Alir3z4 / html2text

Convert HTML to Markdown-formatted text.
alir3z4.github.io/html2text/
GNU General Public License v3.0
1.74k stars 266 forks source link

Featurerequest: Output without markdown #381

Open sowinski opened 2 years ago

sowinski commented 2 years ago

Hi,

I found this library becaue I want to to html => text. Unfortunately the library is doing html => markdown.

I haven't seen anything in the docs. Is it possible to disable the markdown output and just get plan text?

Regards Philipp

Cabu commented 1 year ago

Same here. Would be great :)

PanderMusubi commented 10 months ago

Several solutions exist and can be found by searching for markdown2text etc in https://pypi.org/ Perhaps this issue is therefore out of scope (but that is not up to me to decide).

lesnake commented 6 months ago

I was about to write what @sowinski wrote.

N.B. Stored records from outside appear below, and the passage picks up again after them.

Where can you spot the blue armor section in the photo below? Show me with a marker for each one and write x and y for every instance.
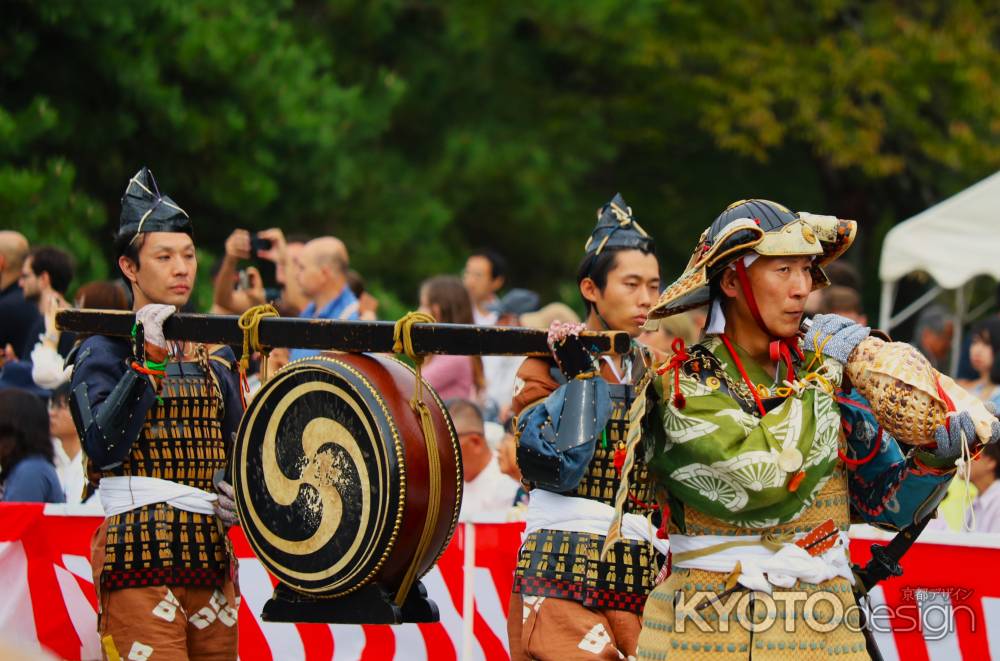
(895, 488)
(557, 437)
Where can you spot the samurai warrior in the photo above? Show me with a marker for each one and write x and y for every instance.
(767, 454)
(156, 420)
(572, 416)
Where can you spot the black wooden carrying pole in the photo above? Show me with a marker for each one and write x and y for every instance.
(347, 336)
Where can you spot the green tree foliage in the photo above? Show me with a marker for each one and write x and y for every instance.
(419, 130)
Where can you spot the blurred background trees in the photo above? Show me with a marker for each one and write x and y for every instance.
(419, 130)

A html2text then a markdown2text would not get the job done because the markdown regex remove some useless bytes, escapes characters ... Example

 -      foo
 -      bar
 -      baz

Will be converted into

\- foo
\- bar
\- baz

Which loses the initial number of spaces. Any more processing steps, as I feel like @PanderMusubi suggests, cannot regenerate the information that was lost (the spaces).